Şehitler Babası Tuga Fuat Paşa

Şehitler Babası Müşir Tuga Fuat Paşa, Sultan Abdülaziz, Sultan Abdülhamid, Meşrutiyet ve Cumhuriyet devirlerinin dördüne de şahit olmuş, askeri, siyasi ve ekonomik teşebbüsleri ile yaşadığı döneme damgasını vurmuş, cesareti ve sözünü saklamadan söylemesiyle “Deli” ünvanını almıış, büyük bir devlet adamıdır.

Müşir Fuat Paşa, İncirköylü Refet Hasan Paşa’nın oğludur.
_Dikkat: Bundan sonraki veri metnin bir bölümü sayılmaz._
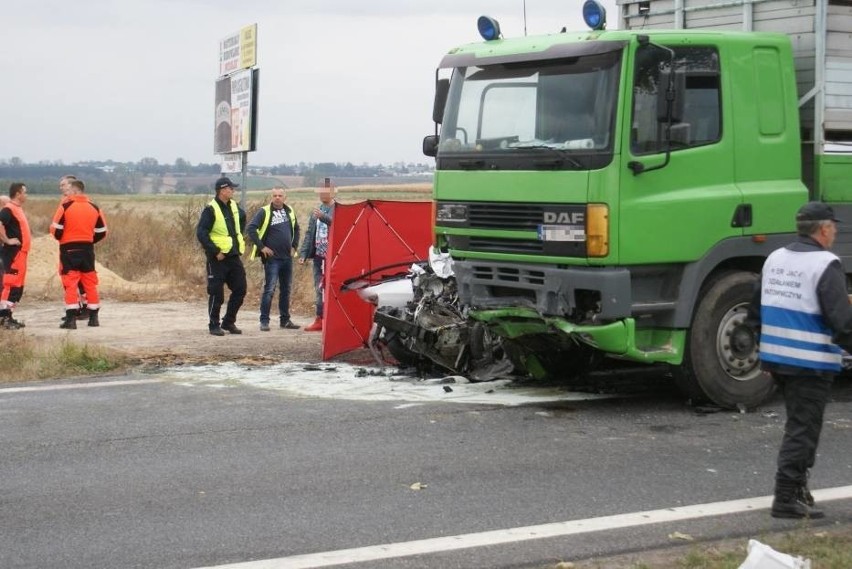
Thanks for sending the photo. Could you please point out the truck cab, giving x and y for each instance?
(616, 192)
Müşir Fuad Paşa’nın soyu, Ubıh, Toga kabilesi beyi İslam Bey’e dayanmaktadır. Şovalye Taıtbout De Marıgny’nin Çerkesya Seyahatnamesi’nde Toga köyü bölgenin en büyük köylerinden biri olarak anlatılmaktadır. Fuad Paşa’nın babası, İslam Bey’in altı çocuğunun en küçüğü Müşir Hasan Refet Paşa’dır. Babası İstanbul’da Boğaziçi’ndeki İncirköy’ünde ikamet ettiğinden dolayı “İncirköylü Hasan Refet Paşa” olarak tanınmıştır.

1835 senesinde İstanbul’da dünyaya gelen Fuat Paşa, 1839’da babası Hasan Refet Paşa’nın Sudan’a Vali olarak atanmasıyla Mısır’a giderek öğrenimini buradaki Abbasiye Askeri Mektebi’nde tamamladı ve Süvari Zabiti çıkarak Mısır ordusu içerisinde görev aldı.

Deli Fuat Paşa (Tuga) 1835-1931
Şehitler Babası Müşir Tuga "Deli" Fuat Paşa

1869’da babasıyla beraber İstanbul’a dönen Fuad Efendi de miralay rütbesindeydi. 1872’de aşiret ayaklanmalarını bastırmak üzere mirliva rütbesiyle Kerkük’e kumandan tayin edildi. Aynı sene Yanya Tümen Kumandanlığı’na, 1874’te ise İşkodra Kumandanlığı’na atandı. 1876’da Ahmed Muhtar Paşa’nın maiyetinde Karadağ Savaşları’na katıldı. Bu savaşta gösterdiği yararlılıklar ve kahramanlıklar üzerine rütbesi ferik mertebesine yükseltildiği gibi, savaş sırasında gösterdiği “üstün cesaret ve feragat”ten dolayı da o tarihten sonra “Deli” lakabıyla anılmaya başlandı ve tarihe Deli Fuat Paşa olarak geçti.

Gösterdiği tüm bu faydalar ve kahramanlıklar neticesinde de 1878’de kendisine en yüksek askeri rütbe olan müşir unvanı verilerek Umum Kumandanlık Vekâleti’ne tayin edildi. Aynı zamanda “hünkâr yaveri” tayin edilerek barışın sağlanmasının ardından düşmanın Rumeli’de işgal ettiği yerlerin geri alınmasına memur edildi.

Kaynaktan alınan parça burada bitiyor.